When you come for the first time in a wine shop, the good vintner asks you what kind of wine you are searching for, what is your taste, what you want to pair it with, how much you want to spend.
He or she talks with you, understanding what bottle you’d buy, if you are interested to well known wines or you like to do experiments.
Tell me who you are and I sell you the right wine
Your answers help the wine seller to show you the right bottle. Bright Cellars is a tech wine startup does the same thing, just using an algorithm.
Their users pay a monthly subscribers, effaceable at any time and without purchase restrictions. When they subscribe it, the platform ask them some questions about wine, favorite food, based on a specific schema to know consumer preferences.
Thanks your answers, Bright Cellars display you four different bottle every month for 60$: based on your preferences, bottles change, so to satisfy the wine lover taste.
It’s the same way as Netflix or Spotify work, asking your favorite genre and suggesting a different movie or song. Very simple, really working.
The Wine Lover Algorithm
Two MIT graduates, Joseph Laurendi and Richard Yau, four years after their degree they meet themselves again and thought to build this startup, created Bright Cellars in 2014.

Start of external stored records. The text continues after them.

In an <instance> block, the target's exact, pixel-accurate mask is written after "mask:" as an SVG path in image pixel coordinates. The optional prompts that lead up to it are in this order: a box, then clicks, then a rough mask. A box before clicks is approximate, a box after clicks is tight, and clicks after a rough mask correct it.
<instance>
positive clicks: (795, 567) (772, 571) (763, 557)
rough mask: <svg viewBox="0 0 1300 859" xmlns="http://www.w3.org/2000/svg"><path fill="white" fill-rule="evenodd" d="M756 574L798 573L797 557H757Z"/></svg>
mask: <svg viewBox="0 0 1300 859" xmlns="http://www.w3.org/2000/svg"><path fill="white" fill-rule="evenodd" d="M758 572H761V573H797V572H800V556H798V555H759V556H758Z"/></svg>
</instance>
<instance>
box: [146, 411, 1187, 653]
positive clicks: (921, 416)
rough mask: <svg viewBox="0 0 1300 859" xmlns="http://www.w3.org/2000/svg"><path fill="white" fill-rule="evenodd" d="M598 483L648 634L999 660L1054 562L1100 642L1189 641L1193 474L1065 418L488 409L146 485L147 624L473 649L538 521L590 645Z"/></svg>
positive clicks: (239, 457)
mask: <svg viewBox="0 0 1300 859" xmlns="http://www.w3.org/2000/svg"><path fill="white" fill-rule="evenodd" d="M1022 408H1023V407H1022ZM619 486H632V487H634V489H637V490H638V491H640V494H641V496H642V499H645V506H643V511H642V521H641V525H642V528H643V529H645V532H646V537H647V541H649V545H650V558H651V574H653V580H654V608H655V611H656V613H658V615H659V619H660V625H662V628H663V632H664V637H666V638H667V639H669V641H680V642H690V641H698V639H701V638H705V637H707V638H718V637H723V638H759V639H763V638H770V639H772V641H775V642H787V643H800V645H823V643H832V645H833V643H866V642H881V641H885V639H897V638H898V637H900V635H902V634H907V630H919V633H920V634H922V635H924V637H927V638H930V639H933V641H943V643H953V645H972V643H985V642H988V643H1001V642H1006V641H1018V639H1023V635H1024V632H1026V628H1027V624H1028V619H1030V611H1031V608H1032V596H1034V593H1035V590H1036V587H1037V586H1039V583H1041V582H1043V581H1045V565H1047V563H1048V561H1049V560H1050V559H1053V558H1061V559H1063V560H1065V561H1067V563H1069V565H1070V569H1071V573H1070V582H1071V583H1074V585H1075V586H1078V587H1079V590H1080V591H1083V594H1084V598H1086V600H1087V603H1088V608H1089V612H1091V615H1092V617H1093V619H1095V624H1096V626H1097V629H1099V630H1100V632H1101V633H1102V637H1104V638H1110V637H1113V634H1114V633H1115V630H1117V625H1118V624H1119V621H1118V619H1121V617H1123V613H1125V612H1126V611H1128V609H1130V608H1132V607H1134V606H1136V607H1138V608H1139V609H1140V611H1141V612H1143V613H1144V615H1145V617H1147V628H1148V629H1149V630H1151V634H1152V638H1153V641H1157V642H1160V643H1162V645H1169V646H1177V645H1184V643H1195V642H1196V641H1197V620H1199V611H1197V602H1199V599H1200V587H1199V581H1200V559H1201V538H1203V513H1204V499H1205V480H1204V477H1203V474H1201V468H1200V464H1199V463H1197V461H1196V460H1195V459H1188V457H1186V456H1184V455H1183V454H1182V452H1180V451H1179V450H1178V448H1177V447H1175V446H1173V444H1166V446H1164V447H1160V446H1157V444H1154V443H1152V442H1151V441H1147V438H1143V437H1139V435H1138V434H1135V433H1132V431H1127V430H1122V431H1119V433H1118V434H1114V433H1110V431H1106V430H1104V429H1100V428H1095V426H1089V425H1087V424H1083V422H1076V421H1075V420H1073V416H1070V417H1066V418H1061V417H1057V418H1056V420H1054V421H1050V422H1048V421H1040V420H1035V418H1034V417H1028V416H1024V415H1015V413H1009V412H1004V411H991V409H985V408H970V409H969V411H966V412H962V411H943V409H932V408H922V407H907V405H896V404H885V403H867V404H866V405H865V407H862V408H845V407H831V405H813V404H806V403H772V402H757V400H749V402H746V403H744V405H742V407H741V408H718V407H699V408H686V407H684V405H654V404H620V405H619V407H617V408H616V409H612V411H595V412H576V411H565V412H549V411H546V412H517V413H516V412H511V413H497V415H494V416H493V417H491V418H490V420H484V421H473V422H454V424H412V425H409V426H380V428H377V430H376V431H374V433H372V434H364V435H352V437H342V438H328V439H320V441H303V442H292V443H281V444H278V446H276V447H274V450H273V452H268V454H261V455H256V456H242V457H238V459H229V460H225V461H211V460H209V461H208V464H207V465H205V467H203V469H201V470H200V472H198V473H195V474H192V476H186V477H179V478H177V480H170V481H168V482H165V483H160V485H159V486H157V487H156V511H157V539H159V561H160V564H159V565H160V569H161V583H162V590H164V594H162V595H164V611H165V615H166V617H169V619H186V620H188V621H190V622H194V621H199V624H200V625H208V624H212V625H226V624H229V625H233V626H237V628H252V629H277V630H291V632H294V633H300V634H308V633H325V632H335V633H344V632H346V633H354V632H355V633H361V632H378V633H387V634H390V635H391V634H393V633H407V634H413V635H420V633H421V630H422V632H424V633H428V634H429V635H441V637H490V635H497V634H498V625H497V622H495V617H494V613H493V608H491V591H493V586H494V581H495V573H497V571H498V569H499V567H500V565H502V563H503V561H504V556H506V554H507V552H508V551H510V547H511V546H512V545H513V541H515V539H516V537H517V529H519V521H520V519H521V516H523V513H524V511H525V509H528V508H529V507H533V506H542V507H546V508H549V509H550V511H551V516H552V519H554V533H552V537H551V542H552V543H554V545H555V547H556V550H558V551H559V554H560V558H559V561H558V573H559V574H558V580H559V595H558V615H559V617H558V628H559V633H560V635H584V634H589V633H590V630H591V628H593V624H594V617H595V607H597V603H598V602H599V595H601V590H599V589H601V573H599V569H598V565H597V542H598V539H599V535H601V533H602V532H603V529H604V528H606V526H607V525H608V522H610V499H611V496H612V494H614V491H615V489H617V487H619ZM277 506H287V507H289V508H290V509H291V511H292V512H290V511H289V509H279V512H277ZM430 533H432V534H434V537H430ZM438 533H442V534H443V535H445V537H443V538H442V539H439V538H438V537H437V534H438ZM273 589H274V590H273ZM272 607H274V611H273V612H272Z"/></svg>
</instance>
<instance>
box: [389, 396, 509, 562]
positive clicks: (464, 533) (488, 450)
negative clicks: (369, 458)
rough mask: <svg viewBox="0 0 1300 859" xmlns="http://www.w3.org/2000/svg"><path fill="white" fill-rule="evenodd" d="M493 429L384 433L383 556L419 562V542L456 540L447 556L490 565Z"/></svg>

Yau is a music and art expert, Laurendi is a mathematician and a programmer: their difference is, in their words, the important thing of the Bright Cellars algorithm.
They moved themselves from Boston to Milwaukee starting from the Gener8tor accelerator, funding them with 70,000$. With these money they hired their first three people.
We see ourselves as this big experiment in finding out what people actually like. And on many occasions it’s not what they think they like, and on many occasions it’s not necessarily what the older demographic wine drinker likes. [Richard Yau, from Chicago Inno]
The wine bottles suggesting from this tech wine startup aren’t choose among most famous ones, but are labels less known, from little wineries. In this way, prices are kept low, offering to customers some wines hardly they could find in the offline channels as supermarkets or wine shops.
At August 2015, Bright Cellars received a 2 M$ fund, at May 2018 2,8 M$ from Cream City Venture Capital, and now they have 25 employees and 16,000 users.